Da parte turca il riconoscimento della Republica di Cipro e’ subordinato alla soluzione del problema della riunificazione. Ankara sostiene che i turco ciprioti hanno dimostrato la volonta’ di superare la divisione dell’Isola votando a favore del piano presentato dal segretario dell’Onu, Kofi Annan. Nicosia ha risposto che quel piano e’ stato bocciato invece dalla maggioranza dei cittadini di Cipro perche’, prevedendo la formazione di uno stato su base confederale (con costi finanziari e clausole sfavorevoli a carico dei greco ciprioti) invece di superare l’attuale divisione, l’avrebbe, nella forma e nella sostanza, costituzionalmente ratificata, attraverso la formazione di due entita’ separate, leggittimando di fatto l’autoproclamato stato turco-cipriota del Nord, non riconosciuto da nessuno (tranne che dalla Turchia) e considerato illegale dall’Onu.
Il presidente di Cipro, Tassos Papadopoulos, sostenitore di un progetto di riunificazione su base bicomunale e bizonale, ovvero la formazione di uno stato unitario con decentramento amministrativo per le due comunita’, ha detto di temere che il mancato riconoscimento della Repubblica di Cipro da parte di Ankara, nonostante la richiesta della Ue, si inserisca in progetto in cui l’obiettivo della Turchia non e’ la riunificazione di Cipro, ma il raggiungimento di un qualche riconoscimento diplomatico per la zona occupata militarmente da trent’anni.
Sull’adesione della Turchia alla Unione Europea come opzione favorevole per gli interessi della Grecia, e’ in corso un dibattito politico molto interessante, non solo e non tanto sulla presa di posizione in se’ quanto sul merito e sul modo di gestirla. Perche’, stabiliti quali sono i vantaggi che la Grecia puo’ trarre dall’ingresso di Ankara in Europa, allora insieme con la dichiarazione di sostegno bisognerebbe avanzare direttamente la richiesta di risolvere quelle situazioni che, se risolte, possono giustificare i vantaggi di cui sopra.
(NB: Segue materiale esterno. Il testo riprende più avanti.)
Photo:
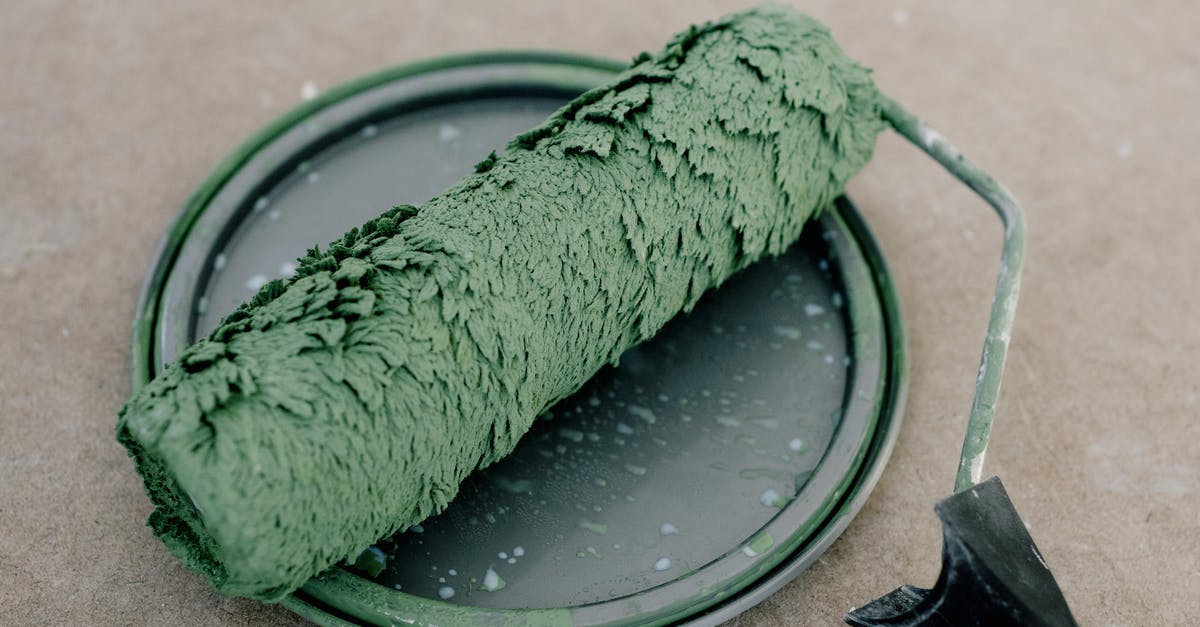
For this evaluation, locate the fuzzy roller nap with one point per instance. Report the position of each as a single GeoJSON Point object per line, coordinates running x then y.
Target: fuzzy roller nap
{"type": "Point", "coordinates": [351, 401]}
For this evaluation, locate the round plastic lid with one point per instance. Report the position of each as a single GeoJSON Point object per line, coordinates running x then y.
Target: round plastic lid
{"type": "Point", "coordinates": [708, 469]}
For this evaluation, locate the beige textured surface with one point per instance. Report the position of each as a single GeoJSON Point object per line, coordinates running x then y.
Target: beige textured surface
{"type": "Point", "coordinates": [111, 114]}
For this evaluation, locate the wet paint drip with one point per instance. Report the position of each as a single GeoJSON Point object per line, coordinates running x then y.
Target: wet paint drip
{"type": "Point", "coordinates": [492, 580]}
{"type": "Point", "coordinates": [759, 544]}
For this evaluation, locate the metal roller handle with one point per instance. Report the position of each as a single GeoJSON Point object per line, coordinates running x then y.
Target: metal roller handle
{"type": "Point", "coordinates": [1003, 305]}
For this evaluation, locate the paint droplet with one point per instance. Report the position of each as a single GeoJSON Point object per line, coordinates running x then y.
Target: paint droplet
{"type": "Point", "coordinates": [307, 91]}
{"type": "Point", "coordinates": [256, 282]}
{"type": "Point", "coordinates": [642, 412]}
{"type": "Point", "coordinates": [771, 497]}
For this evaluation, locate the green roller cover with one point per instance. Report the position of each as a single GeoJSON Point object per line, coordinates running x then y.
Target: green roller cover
{"type": "Point", "coordinates": [352, 400]}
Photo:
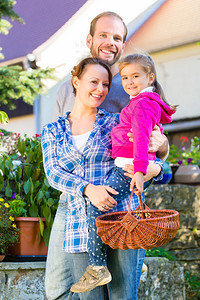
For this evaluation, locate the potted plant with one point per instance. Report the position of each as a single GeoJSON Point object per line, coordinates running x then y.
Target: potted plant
{"type": "Point", "coordinates": [23, 182]}
{"type": "Point", "coordinates": [9, 233]}
{"type": "Point", "coordinates": [187, 158]}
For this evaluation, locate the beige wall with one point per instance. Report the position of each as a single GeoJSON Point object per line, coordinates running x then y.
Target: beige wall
{"type": "Point", "coordinates": [22, 125]}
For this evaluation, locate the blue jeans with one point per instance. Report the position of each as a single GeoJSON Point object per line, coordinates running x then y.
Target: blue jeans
{"type": "Point", "coordinates": [96, 248]}
{"type": "Point", "coordinates": [63, 269]}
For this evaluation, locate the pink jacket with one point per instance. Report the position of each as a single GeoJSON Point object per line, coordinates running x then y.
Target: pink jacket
{"type": "Point", "coordinates": [141, 114]}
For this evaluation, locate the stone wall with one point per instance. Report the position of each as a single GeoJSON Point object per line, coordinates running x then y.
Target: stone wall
{"type": "Point", "coordinates": [186, 200]}
{"type": "Point", "coordinates": [25, 281]}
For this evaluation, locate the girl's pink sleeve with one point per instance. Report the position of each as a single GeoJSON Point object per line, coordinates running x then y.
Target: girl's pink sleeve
{"type": "Point", "coordinates": [145, 115]}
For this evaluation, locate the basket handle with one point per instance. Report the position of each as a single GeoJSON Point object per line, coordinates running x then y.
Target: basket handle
{"type": "Point", "coordinates": [141, 205]}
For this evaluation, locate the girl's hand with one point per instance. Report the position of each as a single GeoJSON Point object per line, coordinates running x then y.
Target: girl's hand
{"type": "Point", "coordinates": [152, 171]}
{"type": "Point", "coordinates": [158, 142]}
{"type": "Point", "coordinates": [138, 181]}
{"type": "Point", "coordinates": [100, 197]}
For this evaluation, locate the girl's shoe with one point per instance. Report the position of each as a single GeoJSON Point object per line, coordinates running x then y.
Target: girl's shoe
{"type": "Point", "coordinates": [91, 279]}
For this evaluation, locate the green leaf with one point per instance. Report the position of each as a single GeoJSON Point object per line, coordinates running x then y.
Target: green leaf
{"type": "Point", "coordinates": [46, 235]}
{"type": "Point", "coordinates": [3, 118]}
{"type": "Point", "coordinates": [1, 182]}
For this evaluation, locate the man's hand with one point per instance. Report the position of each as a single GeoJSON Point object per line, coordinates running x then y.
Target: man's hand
{"type": "Point", "coordinates": [99, 196]}
{"type": "Point", "coordinates": [158, 142]}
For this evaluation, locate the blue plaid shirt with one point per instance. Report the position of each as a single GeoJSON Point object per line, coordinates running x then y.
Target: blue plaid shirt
{"type": "Point", "coordinates": [70, 171]}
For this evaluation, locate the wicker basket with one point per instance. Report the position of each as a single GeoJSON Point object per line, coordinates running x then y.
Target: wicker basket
{"type": "Point", "coordinates": [141, 228]}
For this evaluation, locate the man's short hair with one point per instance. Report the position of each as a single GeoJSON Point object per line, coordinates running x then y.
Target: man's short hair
{"type": "Point", "coordinates": [107, 14]}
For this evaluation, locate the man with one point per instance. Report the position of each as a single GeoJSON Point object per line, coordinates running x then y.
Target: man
{"type": "Point", "coordinates": [106, 41]}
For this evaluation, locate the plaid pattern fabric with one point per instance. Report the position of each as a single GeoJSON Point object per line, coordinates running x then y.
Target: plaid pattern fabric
{"type": "Point", "coordinates": [69, 171]}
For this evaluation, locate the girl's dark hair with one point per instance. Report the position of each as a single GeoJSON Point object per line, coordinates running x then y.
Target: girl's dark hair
{"type": "Point", "coordinates": [81, 68]}
{"type": "Point", "coordinates": [148, 66]}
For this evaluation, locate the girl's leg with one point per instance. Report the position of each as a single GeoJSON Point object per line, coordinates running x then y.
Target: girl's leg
{"type": "Point", "coordinates": [78, 263]}
{"type": "Point", "coordinates": [96, 248]}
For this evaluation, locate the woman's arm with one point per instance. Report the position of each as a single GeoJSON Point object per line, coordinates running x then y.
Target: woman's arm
{"type": "Point", "coordinates": [58, 177]}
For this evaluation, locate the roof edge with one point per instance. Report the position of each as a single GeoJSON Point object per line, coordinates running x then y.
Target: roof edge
{"type": "Point", "coordinates": [143, 17]}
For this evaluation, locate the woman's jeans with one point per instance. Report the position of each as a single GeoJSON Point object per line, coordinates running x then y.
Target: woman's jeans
{"type": "Point", "coordinates": [63, 269]}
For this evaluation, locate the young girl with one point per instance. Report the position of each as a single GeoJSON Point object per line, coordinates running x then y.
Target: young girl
{"type": "Point", "coordinates": [146, 109]}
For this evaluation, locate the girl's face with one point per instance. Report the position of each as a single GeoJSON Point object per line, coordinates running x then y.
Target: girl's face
{"type": "Point", "coordinates": [92, 86]}
{"type": "Point", "coordinates": [134, 79]}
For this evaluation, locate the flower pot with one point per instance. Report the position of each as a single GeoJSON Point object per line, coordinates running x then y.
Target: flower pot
{"type": "Point", "coordinates": [167, 174]}
{"type": "Point", "coordinates": [2, 256]}
{"type": "Point", "coordinates": [189, 174]}
{"type": "Point", "coordinates": [28, 244]}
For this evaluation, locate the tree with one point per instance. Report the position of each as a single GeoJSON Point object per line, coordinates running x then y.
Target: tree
{"type": "Point", "coordinates": [15, 82]}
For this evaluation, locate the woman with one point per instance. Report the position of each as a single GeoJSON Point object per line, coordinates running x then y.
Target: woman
{"type": "Point", "coordinates": [77, 157]}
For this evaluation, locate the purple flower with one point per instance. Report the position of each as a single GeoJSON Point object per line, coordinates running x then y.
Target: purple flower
{"type": "Point", "coordinates": [14, 195]}
{"type": "Point", "coordinates": [189, 160]}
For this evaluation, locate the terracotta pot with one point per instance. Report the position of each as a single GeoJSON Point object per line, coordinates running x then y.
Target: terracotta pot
{"type": "Point", "coordinates": [28, 239]}
{"type": "Point", "coordinates": [2, 256]}
{"type": "Point", "coordinates": [187, 174]}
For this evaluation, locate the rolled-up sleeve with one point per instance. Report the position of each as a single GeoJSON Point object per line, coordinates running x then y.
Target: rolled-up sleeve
{"type": "Point", "coordinates": [58, 177]}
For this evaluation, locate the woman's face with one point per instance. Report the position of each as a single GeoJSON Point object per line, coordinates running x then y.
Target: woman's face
{"type": "Point", "coordinates": [134, 79]}
{"type": "Point", "coordinates": [92, 86]}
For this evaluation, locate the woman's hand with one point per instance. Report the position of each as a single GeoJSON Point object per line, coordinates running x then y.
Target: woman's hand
{"type": "Point", "coordinates": [137, 183]}
{"type": "Point", "coordinates": [100, 197]}
{"type": "Point", "coordinates": [158, 142]}
{"type": "Point", "coordinates": [152, 171]}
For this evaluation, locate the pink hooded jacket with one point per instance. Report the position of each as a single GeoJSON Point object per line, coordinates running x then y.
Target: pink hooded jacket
{"type": "Point", "coordinates": [141, 114]}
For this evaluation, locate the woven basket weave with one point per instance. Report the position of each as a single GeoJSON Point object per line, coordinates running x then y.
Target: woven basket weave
{"type": "Point", "coordinates": [141, 228]}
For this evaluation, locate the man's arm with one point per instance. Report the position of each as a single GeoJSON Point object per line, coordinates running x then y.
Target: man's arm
{"type": "Point", "coordinates": [158, 143]}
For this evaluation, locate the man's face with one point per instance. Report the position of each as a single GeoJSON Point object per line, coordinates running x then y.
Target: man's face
{"type": "Point", "coordinates": [107, 42]}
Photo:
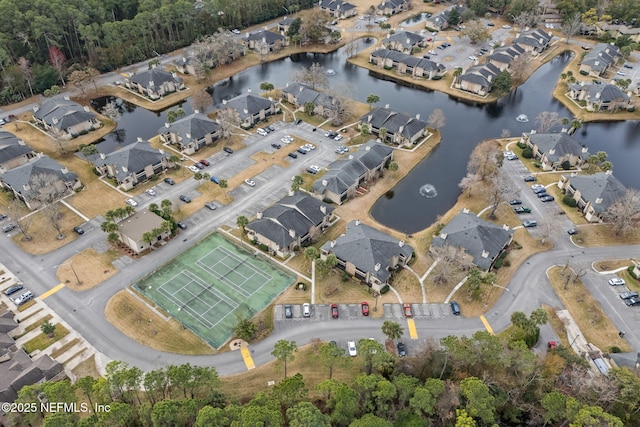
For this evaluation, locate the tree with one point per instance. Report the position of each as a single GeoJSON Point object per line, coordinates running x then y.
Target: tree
{"type": "Point", "coordinates": [392, 330]}
{"type": "Point", "coordinates": [266, 87]}
{"type": "Point", "coordinates": [245, 329]}
{"type": "Point", "coordinates": [372, 99]}
{"type": "Point", "coordinates": [48, 328]}
{"type": "Point", "coordinates": [242, 222]}
{"type": "Point", "coordinates": [58, 62]}
{"type": "Point", "coordinates": [437, 119]}
{"type": "Point", "coordinates": [624, 213]}
{"type": "Point", "coordinates": [284, 351]}
{"type": "Point", "coordinates": [314, 76]}
{"type": "Point", "coordinates": [502, 83]}
{"type": "Point", "coordinates": [476, 31]}
{"type": "Point", "coordinates": [305, 414]}
{"type": "Point", "coordinates": [546, 120]}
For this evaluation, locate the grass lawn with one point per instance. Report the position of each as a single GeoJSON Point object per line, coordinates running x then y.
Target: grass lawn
{"type": "Point", "coordinates": [42, 341]}
{"type": "Point", "coordinates": [134, 319]}
{"type": "Point", "coordinates": [90, 267]}
{"type": "Point", "coordinates": [43, 235]}
{"type": "Point", "coordinates": [594, 235]}
{"type": "Point", "coordinates": [587, 312]}
{"type": "Point", "coordinates": [247, 384]}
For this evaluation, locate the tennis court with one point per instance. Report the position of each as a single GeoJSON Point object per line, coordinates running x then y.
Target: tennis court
{"type": "Point", "coordinates": [212, 284]}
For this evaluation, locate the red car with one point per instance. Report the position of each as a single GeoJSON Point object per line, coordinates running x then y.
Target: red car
{"type": "Point", "coordinates": [407, 310]}
{"type": "Point", "coordinates": [365, 308]}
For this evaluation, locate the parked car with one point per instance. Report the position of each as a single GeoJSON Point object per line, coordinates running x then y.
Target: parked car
{"type": "Point", "coordinates": [15, 288]}
{"type": "Point", "coordinates": [627, 295]}
{"type": "Point", "coordinates": [522, 209]}
{"type": "Point", "coordinates": [351, 346]}
{"type": "Point", "coordinates": [616, 281]}
{"type": "Point", "coordinates": [407, 310]}
{"type": "Point", "coordinates": [455, 308]}
{"type": "Point", "coordinates": [364, 307]}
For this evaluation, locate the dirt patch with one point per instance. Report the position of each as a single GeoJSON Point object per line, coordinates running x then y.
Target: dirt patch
{"type": "Point", "coordinates": [88, 267]}
{"type": "Point", "coordinates": [586, 311]}
{"type": "Point", "coordinates": [134, 319]}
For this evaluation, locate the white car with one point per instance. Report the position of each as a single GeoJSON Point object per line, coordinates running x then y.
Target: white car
{"type": "Point", "coordinates": [616, 281]}
{"type": "Point", "coordinates": [351, 346]}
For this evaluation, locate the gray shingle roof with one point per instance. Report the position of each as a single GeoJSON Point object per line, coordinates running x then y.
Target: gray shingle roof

Di recente il presidente del Parlamento europeo, Josep Borrel, ha gelato la platea di coloro che si attendevano che l’ingresso di Cipro nella Ue segnasse il passaggio da Nicosia a Bruxelles della questione della divisione dell’isola: non c’e’ da aspettarsi miracoli da parte comunitaria. Adesso che il negoziato Turchia/Ue e’ iniziato, la presa di posizione di Karamanlis, rappresenta probabilmente un passo nella direzione di un confronto tra le parti non limitato agli auspici ma su questioni concrete.